| It's a bad idea to romanticize the lives of paleolithic peoples. They may have had cozy beds, but it's likely these people were: - thirsty (no tech for carrying water) - hot (no air conditioning) - hungry (hunter gatherers don't eat every day) - practicing "open defecation" - covered with insect bites - riddled with intestinal parasites - frequently sick (no vaccines/antibiotics) - one compound fracture away from death by sepsis and liable to be murdered by humans from other tribes or, according to some studies, possibly from your own if you ever stop pulling your weight. |
Let’s take your poop example.
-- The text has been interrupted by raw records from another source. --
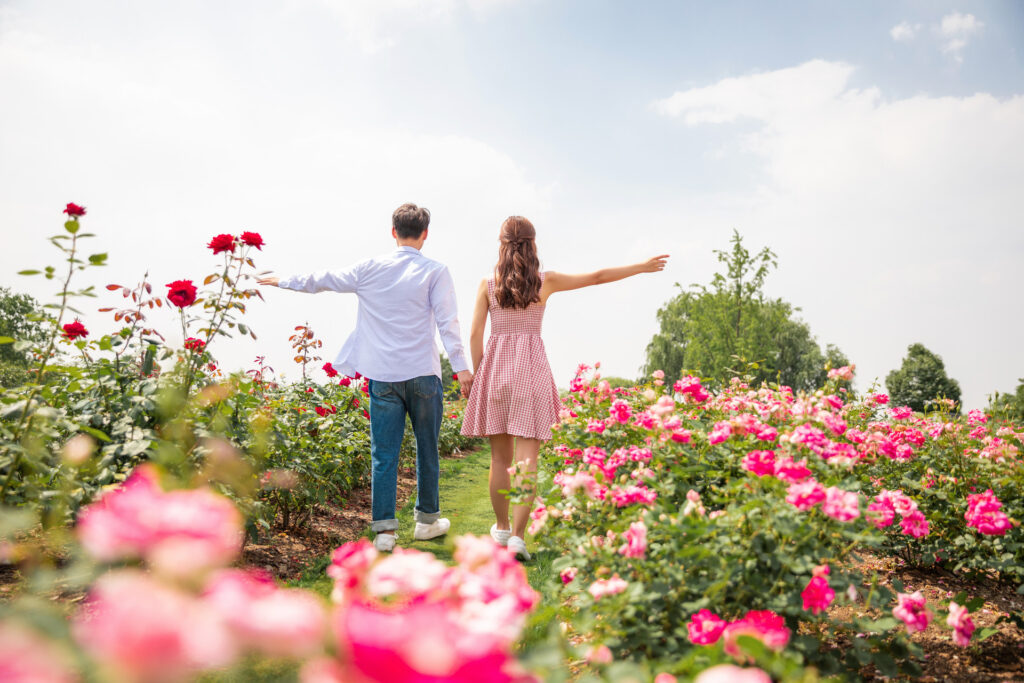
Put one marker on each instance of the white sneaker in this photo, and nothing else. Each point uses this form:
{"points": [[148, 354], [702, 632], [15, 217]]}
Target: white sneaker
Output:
{"points": [[384, 543], [438, 527], [501, 536], [518, 548]]}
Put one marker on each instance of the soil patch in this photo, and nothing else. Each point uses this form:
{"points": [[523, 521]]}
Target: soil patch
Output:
{"points": [[286, 554]]}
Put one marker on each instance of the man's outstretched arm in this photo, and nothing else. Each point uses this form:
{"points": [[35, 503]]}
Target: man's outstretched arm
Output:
{"points": [[343, 280]]}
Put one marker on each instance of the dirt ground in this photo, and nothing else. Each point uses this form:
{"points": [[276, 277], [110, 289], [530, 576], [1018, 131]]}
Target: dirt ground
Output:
{"points": [[998, 658], [286, 555]]}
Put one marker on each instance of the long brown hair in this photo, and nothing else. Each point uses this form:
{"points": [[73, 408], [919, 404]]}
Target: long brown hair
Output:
{"points": [[517, 275]]}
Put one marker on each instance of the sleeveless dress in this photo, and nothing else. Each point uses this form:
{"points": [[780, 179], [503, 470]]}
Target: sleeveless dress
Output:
{"points": [[513, 391]]}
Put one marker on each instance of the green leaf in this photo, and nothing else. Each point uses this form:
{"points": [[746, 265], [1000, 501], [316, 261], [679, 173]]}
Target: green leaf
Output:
{"points": [[95, 432]]}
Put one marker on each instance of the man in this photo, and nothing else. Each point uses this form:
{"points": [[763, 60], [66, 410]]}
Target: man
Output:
{"points": [[402, 296]]}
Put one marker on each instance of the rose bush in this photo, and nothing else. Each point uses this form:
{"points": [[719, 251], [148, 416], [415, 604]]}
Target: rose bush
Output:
{"points": [[757, 499]]}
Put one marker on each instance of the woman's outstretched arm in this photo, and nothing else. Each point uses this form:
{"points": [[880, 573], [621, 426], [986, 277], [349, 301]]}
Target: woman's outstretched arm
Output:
{"points": [[560, 282], [479, 322]]}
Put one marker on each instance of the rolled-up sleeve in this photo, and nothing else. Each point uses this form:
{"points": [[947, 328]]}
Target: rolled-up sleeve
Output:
{"points": [[445, 308], [342, 280]]}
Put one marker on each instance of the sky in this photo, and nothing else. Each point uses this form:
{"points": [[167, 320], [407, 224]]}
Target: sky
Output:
{"points": [[877, 147]]}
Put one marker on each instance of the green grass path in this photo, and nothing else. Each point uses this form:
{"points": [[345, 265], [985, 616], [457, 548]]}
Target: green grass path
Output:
{"points": [[466, 502]]}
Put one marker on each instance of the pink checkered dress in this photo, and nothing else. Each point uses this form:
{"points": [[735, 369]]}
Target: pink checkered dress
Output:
{"points": [[513, 391]]}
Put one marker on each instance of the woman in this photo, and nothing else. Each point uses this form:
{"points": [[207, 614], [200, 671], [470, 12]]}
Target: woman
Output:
{"points": [[513, 399]]}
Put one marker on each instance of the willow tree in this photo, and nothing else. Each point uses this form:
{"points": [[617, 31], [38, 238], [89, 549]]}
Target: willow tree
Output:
{"points": [[731, 328]]}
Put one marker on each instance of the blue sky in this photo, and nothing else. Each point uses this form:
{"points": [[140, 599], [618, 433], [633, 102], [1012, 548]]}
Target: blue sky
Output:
{"points": [[875, 145]]}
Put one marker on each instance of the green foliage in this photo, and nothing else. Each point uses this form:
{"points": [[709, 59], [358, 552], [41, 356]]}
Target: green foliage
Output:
{"points": [[731, 328], [22, 319], [451, 385], [1009, 406], [921, 380]]}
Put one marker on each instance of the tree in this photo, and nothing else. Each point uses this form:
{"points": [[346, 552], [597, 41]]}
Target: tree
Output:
{"points": [[921, 380], [716, 331], [20, 318]]}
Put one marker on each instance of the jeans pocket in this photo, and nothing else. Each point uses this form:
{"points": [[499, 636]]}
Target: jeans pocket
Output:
{"points": [[381, 389], [426, 387]]}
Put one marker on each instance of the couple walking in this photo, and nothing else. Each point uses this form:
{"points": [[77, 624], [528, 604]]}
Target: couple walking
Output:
{"points": [[403, 297]]}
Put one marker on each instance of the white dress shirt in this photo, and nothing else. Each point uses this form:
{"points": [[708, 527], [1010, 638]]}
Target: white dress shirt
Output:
{"points": [[402, 296]]}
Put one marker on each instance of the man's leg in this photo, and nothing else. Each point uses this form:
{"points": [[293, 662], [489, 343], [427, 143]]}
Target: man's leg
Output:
{"points": [[387, 426], [424, 399]]}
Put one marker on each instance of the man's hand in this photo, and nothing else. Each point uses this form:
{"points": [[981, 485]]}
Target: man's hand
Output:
{"points": [[465, 382]]}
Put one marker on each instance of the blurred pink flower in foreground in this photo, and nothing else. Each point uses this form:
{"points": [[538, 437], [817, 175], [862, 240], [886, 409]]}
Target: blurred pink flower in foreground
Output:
{"points": [[727, 673], [139, 629], [264, 617], [178, 532], [408, 616]]}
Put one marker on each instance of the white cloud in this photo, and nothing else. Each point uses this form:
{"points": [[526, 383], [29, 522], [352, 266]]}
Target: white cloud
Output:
{"points": [[167, 152], [954, 32], [910, 204], [904, 32]]}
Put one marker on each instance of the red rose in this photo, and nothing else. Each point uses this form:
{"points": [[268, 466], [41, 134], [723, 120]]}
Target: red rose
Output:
{"points": [[253, 240], [181, 293], [75, 330], [196, 345], [222, 243]]}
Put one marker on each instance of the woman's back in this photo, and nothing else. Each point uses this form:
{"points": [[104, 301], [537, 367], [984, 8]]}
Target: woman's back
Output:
{"points": [[513, 321]]}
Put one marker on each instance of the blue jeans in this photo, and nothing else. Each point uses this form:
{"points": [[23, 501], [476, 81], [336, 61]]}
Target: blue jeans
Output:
{"points": [[389, 401]]}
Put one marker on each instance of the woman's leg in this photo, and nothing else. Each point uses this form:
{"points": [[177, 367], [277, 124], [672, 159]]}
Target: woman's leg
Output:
{"points": [[501, 461], [526, 451]]}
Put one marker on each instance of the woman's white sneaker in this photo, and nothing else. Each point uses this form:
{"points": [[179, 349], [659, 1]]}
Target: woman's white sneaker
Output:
{"points": [[425, 531], [384, 543], [518, 548], [501, 536]]}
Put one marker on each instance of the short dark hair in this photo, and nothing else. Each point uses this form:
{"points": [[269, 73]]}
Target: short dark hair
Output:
{"points": [[410, 220]]}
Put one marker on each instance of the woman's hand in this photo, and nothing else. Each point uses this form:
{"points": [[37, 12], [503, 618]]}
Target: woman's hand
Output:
{"points": [[654, 264]]}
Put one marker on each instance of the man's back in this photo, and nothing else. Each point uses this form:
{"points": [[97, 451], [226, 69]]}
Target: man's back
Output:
{"points": [[403, 297]]}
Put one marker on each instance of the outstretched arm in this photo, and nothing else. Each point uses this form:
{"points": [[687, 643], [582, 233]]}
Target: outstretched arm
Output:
{"points": [[343, 280], [560, 282]]}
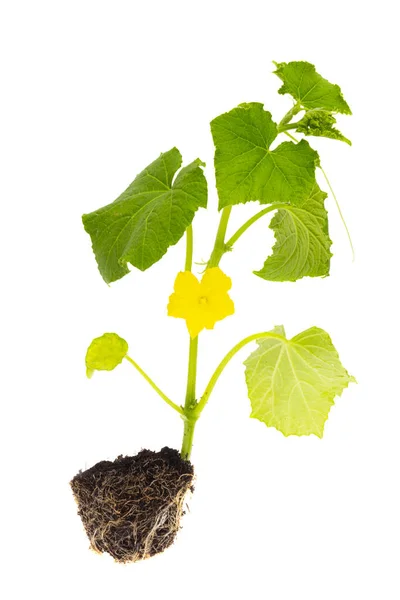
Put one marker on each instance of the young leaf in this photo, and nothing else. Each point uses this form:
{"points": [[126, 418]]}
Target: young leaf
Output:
{"points": [[301, 81], [302, 245], [246, 169], [292, 383], [105, 353], [151, 215], [320, 123]]}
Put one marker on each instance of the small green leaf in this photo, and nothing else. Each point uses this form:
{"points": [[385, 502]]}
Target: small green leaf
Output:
{"points": [[105, 353], [320, 123], [302, 246], [292, 383], [246, 169], [301, 81], [151, 215]]}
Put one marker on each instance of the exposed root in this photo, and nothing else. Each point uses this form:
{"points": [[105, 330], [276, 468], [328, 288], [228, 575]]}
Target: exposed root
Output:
{"points": [[131, 507]]}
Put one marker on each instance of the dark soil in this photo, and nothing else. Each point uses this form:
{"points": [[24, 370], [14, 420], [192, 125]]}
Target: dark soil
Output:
{"points": [[131, 507]]}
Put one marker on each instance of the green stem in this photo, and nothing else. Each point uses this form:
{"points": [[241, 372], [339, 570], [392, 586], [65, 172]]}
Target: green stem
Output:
{"points": [[251, 338], [189, 248], [190, 401], [289, 115], [340, 212], [283, 128], [154, 386], [291, 137], [219, 246], [252, 220]]}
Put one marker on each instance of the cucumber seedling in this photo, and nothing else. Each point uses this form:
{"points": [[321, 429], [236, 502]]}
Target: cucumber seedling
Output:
{"points": [[131, 507]]}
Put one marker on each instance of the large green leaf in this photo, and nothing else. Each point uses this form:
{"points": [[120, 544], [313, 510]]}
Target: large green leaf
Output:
{"points": [[301, 81], [292, 383], [151, 215], [105, 353], [302, 241], [320, 123], [246, 169]]}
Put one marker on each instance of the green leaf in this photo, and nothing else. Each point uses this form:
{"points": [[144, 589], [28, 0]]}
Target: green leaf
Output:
{"points": [[320, 123], [292, 383], [105, 353], [246, 169], [301, 81], [302, 247], [151, 215]]}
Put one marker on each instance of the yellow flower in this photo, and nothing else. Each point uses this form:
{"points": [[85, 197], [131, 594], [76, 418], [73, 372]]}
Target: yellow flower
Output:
{"points": [[201, 303]]}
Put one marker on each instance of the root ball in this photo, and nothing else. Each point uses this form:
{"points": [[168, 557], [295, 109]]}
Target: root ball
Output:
{"points": [[131, 507]]}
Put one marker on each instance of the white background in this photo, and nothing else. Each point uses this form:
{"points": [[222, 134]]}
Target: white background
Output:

The average American, depressed and overweight according to the stats (both conditions rarely recorded in interactions with tribal hunter gatherers), poops in a toilet, they don’t “practice open defecation” (what funny phrasing). And that’s bad for you. We know now that if you don’t squat, it makes you strain (people literally die on toilets straining to poop) and you can’t get it all out. So we’ve invented poop stools. You should get one, it’s fantastic by the way, you’ll never poop the same again. This is just one of the many ways supposedly superior modern living has essentially played us, and our inventions solve problems that progress creates in the first place!
You’re right in some ways. I’m not a believer in “noble savages“. Modern sanitation is responsible probably more than anything for humanities success so far. But it’s a subtle topic.